With improved designs of miRNA mimics, more precise target predictions, the prevention of off-target effects, pharmacodynamic and pharmacokinetic studies, distinctive miRNA theranostics will be obtained. As a result, the reprogramming of the ncRNAome or miRNAome of cancer patients might become possible. Also, combined approaches of chemotherapy and novel miRNA-based agents are a new path toward clinical applications. An encouraging example is a study in which miR-128 has been shown to modulate steroid refractoriness in acute lymphocytic leukemia. Thus, a strategy in the treatment of lymphocytic leukemia is the use of synthetic miRNAs in combination with chemotherapy Citation[11]. With respect to the use of oligonucleotide-based miRNA therapeutics, challenges like poor cellular uptake or a low bioavailability need to be further addressed, as well as off-target effects or long-term safety in humans.

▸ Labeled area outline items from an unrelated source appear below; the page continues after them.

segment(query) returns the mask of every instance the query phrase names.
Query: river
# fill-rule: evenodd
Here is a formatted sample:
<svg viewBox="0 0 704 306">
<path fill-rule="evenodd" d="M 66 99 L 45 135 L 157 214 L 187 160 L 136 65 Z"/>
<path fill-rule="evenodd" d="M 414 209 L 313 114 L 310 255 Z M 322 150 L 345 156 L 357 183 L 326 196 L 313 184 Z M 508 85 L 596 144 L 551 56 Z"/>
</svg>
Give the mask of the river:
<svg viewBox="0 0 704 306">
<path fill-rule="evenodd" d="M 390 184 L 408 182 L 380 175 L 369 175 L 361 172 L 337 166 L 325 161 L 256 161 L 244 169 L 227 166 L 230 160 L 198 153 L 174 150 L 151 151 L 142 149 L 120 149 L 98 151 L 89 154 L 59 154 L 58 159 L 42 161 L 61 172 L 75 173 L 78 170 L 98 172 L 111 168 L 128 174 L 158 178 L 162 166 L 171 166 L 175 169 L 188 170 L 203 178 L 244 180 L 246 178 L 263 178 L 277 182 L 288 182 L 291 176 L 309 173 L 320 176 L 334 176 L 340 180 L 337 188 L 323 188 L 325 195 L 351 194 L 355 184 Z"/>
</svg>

A means to target such problems is the combination of miRNA-based therapeutic technologies with other forefront technologies, including nanoparticles or polymers. Definitely, miRNA-based approaches bear a great potential for novel therapeutics in cancer therapy and personalized medicine and will find their way into clinical practice.
Declaration of interest
The author states no conflict of interest and has received no payment in preparation of this manuscript.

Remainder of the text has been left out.